The ratio decidendi was that the defendant had caused a nuisance in the high way. It was entirely independent of the question whether there was an obligation to keep the high way in repair and whether any person injured by the breach of such a duty could maintain an action. The case was not treated as one of mere non-feasance, and indeed it was not so. The defendants had created a nuisance. Having made the drain and failed to keep it in such a condition that the road would not fall into it, they were just as much liable as if they had made the exoavation without constructing the drain and the road had consequently subsided and become founderous.

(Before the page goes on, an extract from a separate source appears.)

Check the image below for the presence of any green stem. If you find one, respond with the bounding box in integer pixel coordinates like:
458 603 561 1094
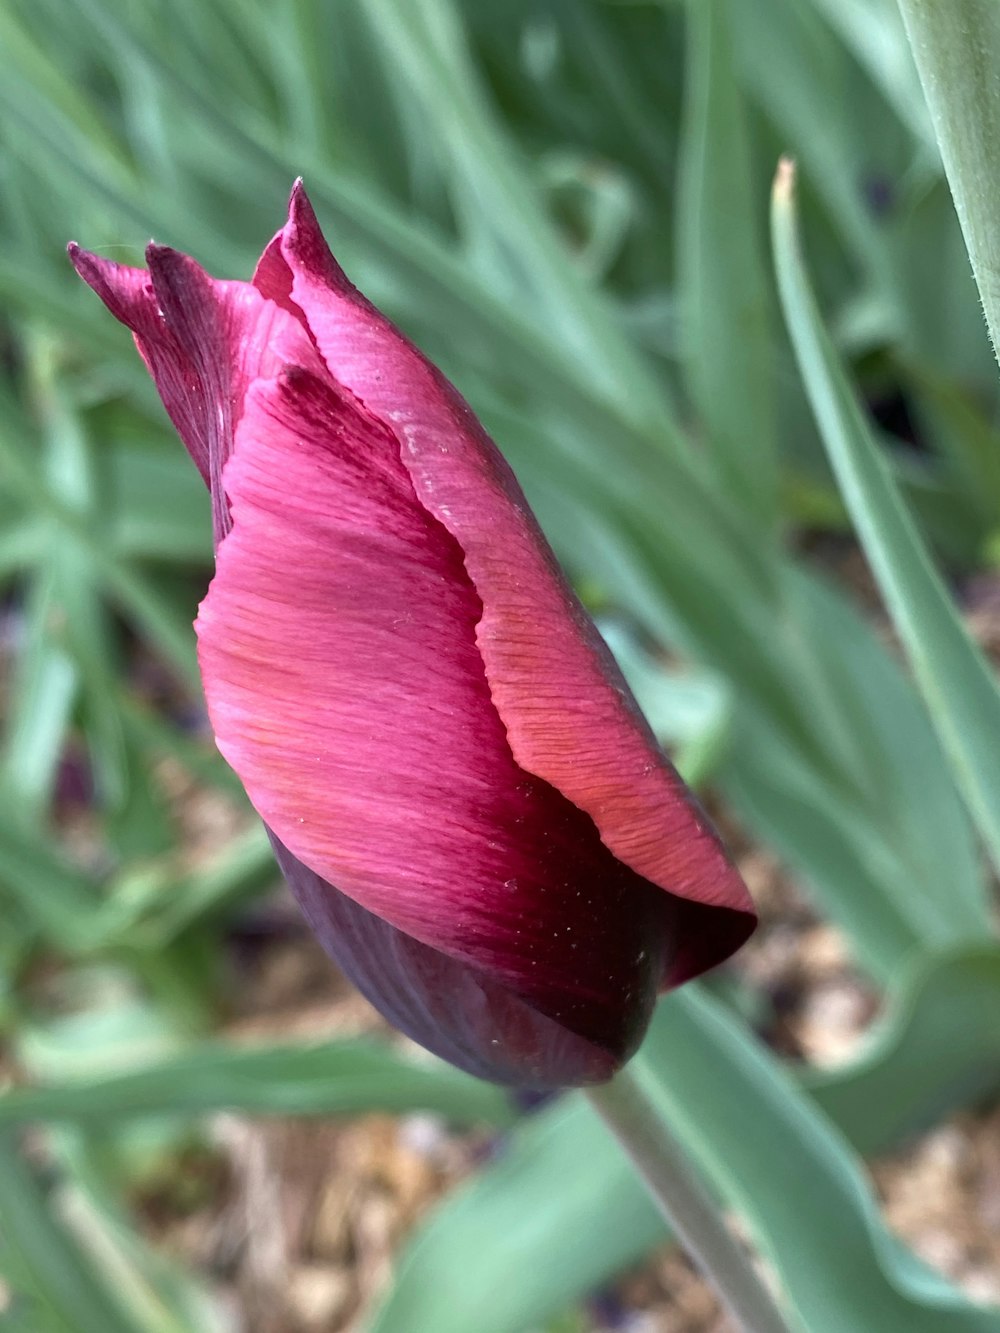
585 1063 791 1333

18. Similarly here, the respondent Municipality constructed the dam in the Macca creek and by not keeping the ditch in a state of repair but by allowing it to be choked with the rubbish of the town and allowing the dam to be choked up with weeds, sedges and silt turned their works by their negligence into a nuisance so as to throw the water collected on their property-the said creek-into appellant's land. That is a clear act of mis-feasance and falls within the principle of law illustrated in Borough of Bathurst v. Macpherson. The respondent's act is similar to that of a man who brings water on to his own land and dams it up so that if it breaks away it must be a danger to his neighbour and must do him injury: there the man is liable, though he does nothing to let the water out, but it bursts away without any subsequent act of his. See the judgment of Brett M. R. in Whalley's case (1884) 13 Q.B.D. 139.

19. On the question of damages both parties through their respective pleaders agree before us to abide by the decision of the District Collector of Surat acting as arbitrator in the matter. The District Collector to give his award and send it to this Court within two months-the time to be extended if necessary. Liberty to apply.